Psaume dans la ville

S'arrêter, goûter une parole

Bénis le Seigneur, ô mon âme ;
Seigneur mon Dieu, tu es si grand !
Revêtu de magnificence,
tu as pour manteau la lumière !

Comme une tenture, tu déploies les cieux,
tu élèves dans leurs eaux tes demeures
des nuées, tu te fais un char,
tu t'avances sur les ailes du vent ;
tu prends les vents pour messagers,
pour serviteurs les flammes des éclairs.

Tu as donné son assise à la terre :
qu'elle reste inébranlable au cours des temps.
Tu l'as vêtue de l'abîme des mers :
les eaux couvraient même les montagnes ;
à ta menace, elles prennent la fuite,
effrayées par le tonnerre de ta voix.

Elles passent les montagnes, se ruent dans les vallées
vers le lieu que tu leur as préparé.
Tu leur imposes la limite à ne pas franchir :
qu'elles ne reviennent jamais couvrir la terre.

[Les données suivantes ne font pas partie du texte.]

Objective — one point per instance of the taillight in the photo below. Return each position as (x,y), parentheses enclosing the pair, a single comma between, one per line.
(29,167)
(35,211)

Dans les ravins tu fais jaillir des sources
et l'eau chemine aux creux des montagnes ;
elle abreuve les bêtes des champs :
l'âne sauvage y calme sa soif ;
les oiseaux séjournent près d'elle :
dans le feuillage on entend leurs cris.


De tes demeures tu abreuves les montagnes,
et la terre se rassasie du fruit de tes oeuvres ;
tu fais pousser les prairies pour les troupeaux,
et les champs pour l'homme qui travaille.

De la terre il tire son pain :
le vin qui réjouit le coeur de l'homme,
l'huile qui adoucit son visage,
et le pain qui fortifie le coeur de l'homme.

Les arbres du Seigneur se rassasient,
les cèdres qu'il a plantés au Liban ;
c'est là que vient nicher le passereau,
et la cigogne a sa maison dans les cyprès ;
aux chamois, les hautes montagnes,
aux marmottes, l'abri des rochers.

Tu fis la lune qui marque les temps
et le soleil qui connaît l'heure de son coucher.
Tu fais descendre les ténèbres, la nuit vient :
les animaux dans la forêt s'éveillent ;
le lionceau rugit vers sa proie,
il réclame à Dieu sa nourriture.

Quand paraît le soleil, ils se retirent :
chacun gagne son repaire.
L'homme sort pour son ouvrage,
pour son travail, jusqu'au soir.

Frères du 28

Méditation

Frères du 28

Ce n’est pas seulement la tendresse du Christ pour le moindre des hommes qui nous parle de Dieu, c’est aussi la beauté du monde et la magnificence de la nature qui nous “disent” Dieu, qui nous disent une sagesse et une intelligence que nous n’avons jamais fini d’admirer. Nous sommes même capables d’aller à l’autre bout du monde pour en découvrir des beautés toujours nouvelles.
Ce n’est pas seulement le ciel et le mouvement des astres que célèbre ce psaume c’est beaucoup plus encore la richesse de la terre dès qu’elle est fécondée par les eaux, les eaux du ciel et par celles qui sortent de la terre, des sources et des fleuves. Des ânes sauvages et des oiseaux aux chamois et aux marmottes, tous ont leur part dans cette bonne et sage organisation du monde où l’homme cultive la terre et peut élever ses troupeaux.
L’ancien testament entretient la nostalgie d’un monde rural où chaque famille peut vivre en paix, chacun “sous sa vigne et sous son figuier, à condition que ce bonheur ne soit pas ruiné par les “désastres de la guerre” (*). La douceur de la fraternité (**) s’inscrit de manière naturelle dans l’horizon d’un monde que Dieu a revêtu de magnificence. Sa sollicitude ne se limite pas à l’homme, car elle s’étend à la nature toute entière, aux bêtes comme aux plantes.
Celui qui a créé ce monde avec une telle magnanimité est un Dieu écolo qui se réjouit de la formidable complémentarité de toutes les créatures entre elles. “L’ordre” que la société industrielle a voulu imposer à la nature est loin d’avoir la même “sagesse”.